One of the most important moments in the history of the rail-trail movement happened behind the scenes, with little fanfare or notice, when National Park Service (NPS) staffer Peter Raynor drafted an invaluable piece of legislation in just a few words.
His work was inspired by the way the Maryland legislature protected sail-powered oyster dredging (and preempted steam-powered dredges) in the Chesapeake Bay in 1865 with a simple law stating that “oysters must be dredged under sail.” The case of the “skipjacks” highlighted for Raynor “the possibility of legislating small changes in an overall situation that could create major results.”
“Good little laws,” he calls it.
His take on a “good little law,” the 1983 Railbanking Act, helped make thousands of miles of trails a reality. Yet, the law was short—just two sentences—and simple in its intent, but with a powerful punch: to enable disused rail corridors to be “banked” for future use through interim use as trails.
It was exactly this type of powerful simplicity that Raynor was shooting for.
Did you know?
To date, more than 175 rail-trails have been made possible through the Railbanking Act.Read more about the law
A Simple Path to the Capitol
After graduating from Cornell University law school, Raynor worked for two years at a New York law firm before moving with his wife, Sara, to Washington, D.C. in 1971 and taking a job with the U.S. Department of the Interior. It was there, through NPS, that he began to work with Rep. Phil Burton of California, then-chairman of the House Subcommittee on National Parks—“He was a brilliant man, and we clicked immediately,” stated Raynor—on legal strategies to protect Redwood National Park from timbering activities on private lands, and to draft legislation for the park’s expansion, which passed in 1978.
With that success, Raynor joined efforts, officially led by Burton, to update the National Trails System Act (NTSA) of 1968 to better support the creation of National Scenic Trails. It was during this period that Raynor noticed a piece of proposed language—one sentence—that expressed Congress’ support for creating trails from old transportation corridors such as rail lines, which were being abandoned in increasingly large numbers.
Raynor also learned—through friend and mentor Chuck Rinaldi, who was in charge of land acquisition for the Appalachian Trail—about the real challenges that railroad easements (in which a right-of-way reverts back to the landowner upon disuse) posed for rail-trail conversion.
“How about a ‘bank’ for railroad corridors?” Raynor hypothesized.

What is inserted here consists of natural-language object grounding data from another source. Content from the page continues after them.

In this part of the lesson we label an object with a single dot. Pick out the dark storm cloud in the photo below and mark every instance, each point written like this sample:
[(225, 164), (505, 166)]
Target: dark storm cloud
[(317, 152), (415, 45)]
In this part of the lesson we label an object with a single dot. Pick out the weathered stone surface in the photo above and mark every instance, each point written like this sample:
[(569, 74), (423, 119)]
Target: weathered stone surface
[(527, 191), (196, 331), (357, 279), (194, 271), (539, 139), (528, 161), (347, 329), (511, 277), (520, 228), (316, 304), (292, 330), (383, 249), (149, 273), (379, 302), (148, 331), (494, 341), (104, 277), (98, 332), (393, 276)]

That way, the corridors could be saved for future use, via interim use as trails.
Writing That Good Little Law
With skipjacks as his inspiration, he set about drafting a short proposed NTSA update with two purposes: 1) to avoid reversion by “banking” disused rail lines for future railroad use, and 2) to remove land-ownership liability from the railroads.
Railbanking was born.
In 1981, the statute was added to the NTSA bill, which was widely supported in Congress because of what it could mean for trails in the long term.
The bill was passed in the 98th Congress and signed into law by President Reagan on March 28, 1983. The impact was immediate, including two early milestones: the filing of the first railbanking application in 1985 for the 33-mile Sauk Rail Trail in Iowa, and Gov. John Ashcroft’s 1986 railbank filing for Katy Trail State Park, which now spans 240 miles across Missouri. Over the next three decades, an estimated 175 rail-trails would be made possible by railbanking.

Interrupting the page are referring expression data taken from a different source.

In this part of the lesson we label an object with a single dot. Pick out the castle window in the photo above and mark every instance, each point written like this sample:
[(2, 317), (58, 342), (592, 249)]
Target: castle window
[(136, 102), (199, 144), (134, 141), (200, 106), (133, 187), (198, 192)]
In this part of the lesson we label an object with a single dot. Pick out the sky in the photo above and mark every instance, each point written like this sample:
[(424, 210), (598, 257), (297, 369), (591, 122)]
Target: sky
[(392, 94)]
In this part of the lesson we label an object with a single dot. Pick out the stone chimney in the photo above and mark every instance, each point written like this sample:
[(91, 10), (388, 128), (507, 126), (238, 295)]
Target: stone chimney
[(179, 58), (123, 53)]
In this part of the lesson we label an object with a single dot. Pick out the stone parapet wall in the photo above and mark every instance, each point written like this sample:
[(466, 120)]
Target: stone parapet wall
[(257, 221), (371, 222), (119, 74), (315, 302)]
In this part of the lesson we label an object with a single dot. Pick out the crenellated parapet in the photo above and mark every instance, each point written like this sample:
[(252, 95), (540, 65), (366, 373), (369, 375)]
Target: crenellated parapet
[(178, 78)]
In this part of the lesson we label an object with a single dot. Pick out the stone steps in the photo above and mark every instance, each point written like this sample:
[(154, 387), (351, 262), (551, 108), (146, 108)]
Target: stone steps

1981 - Railbanking statute added to National Trails System Act
1983 - President Reagan signs bill into law
1985 - First railbanking application from Sauk Rail Trail
1986 - Railbanking application from Katy Trail State Park
In 2018, Rails-to-Trails Conservancy (RTC) honored Raynor with a Doppelt Family Rail-Trail Champions Award for his role in helping to build the rail-trail movement. But it is RTC, established in 1986, as well as trail advocates across the country, that the 76-year-old retired Raynor credits for making railbanking a success.

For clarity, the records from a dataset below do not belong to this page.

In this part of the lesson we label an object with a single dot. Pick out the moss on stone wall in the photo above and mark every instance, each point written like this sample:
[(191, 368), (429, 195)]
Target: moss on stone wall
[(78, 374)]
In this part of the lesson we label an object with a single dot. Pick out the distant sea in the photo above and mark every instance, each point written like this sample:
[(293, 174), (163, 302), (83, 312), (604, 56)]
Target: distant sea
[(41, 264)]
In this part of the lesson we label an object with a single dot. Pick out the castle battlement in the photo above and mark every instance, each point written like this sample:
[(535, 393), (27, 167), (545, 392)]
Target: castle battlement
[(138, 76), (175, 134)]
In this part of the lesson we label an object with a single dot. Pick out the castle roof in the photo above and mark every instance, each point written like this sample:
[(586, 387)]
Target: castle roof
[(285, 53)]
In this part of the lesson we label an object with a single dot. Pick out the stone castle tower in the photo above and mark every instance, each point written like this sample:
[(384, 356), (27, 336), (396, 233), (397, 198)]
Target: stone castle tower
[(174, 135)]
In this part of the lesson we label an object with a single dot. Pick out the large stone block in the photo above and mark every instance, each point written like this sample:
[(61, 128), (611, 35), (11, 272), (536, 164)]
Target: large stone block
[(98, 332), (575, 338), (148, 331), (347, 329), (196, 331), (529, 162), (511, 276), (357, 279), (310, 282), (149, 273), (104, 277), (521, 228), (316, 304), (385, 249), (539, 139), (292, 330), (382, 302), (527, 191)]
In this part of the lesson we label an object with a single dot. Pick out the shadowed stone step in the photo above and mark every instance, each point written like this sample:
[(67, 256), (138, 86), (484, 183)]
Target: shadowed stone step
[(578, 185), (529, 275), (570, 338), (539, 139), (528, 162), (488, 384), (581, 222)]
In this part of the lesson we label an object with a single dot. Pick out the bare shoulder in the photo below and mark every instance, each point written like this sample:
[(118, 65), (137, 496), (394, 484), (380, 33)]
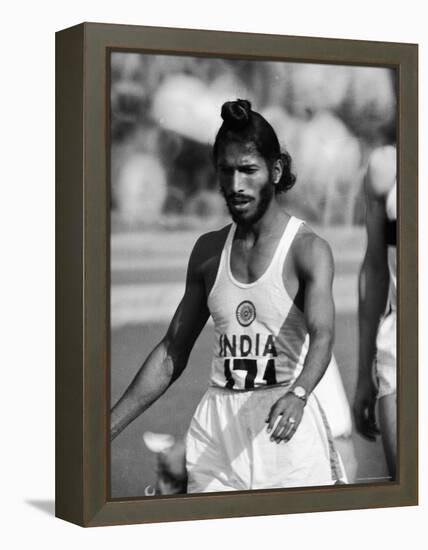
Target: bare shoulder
[(312, 253), (381, 172), (208, 247)]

“Many people helped implement it. I just wrote it,” said Raynor. “This is a wonderful honor, not just for me, but for the entire environmental movement.”
Special thanks to Peter Harnik, a 2011 Doppelt Family Rail-Trail Champion, whose forthcoming book (in development) on the history of the rail-trail movement served as a source for the railbanking chronology included in this article.
Since 2011, the Doppelt Family Rail-Trail Champions Award has honored more than 30 individuals around the nation who have made significant contributions to the rail-trail movement through their hard work, volunteerism or support—in short, people who have gone above and beyond in the name of trails.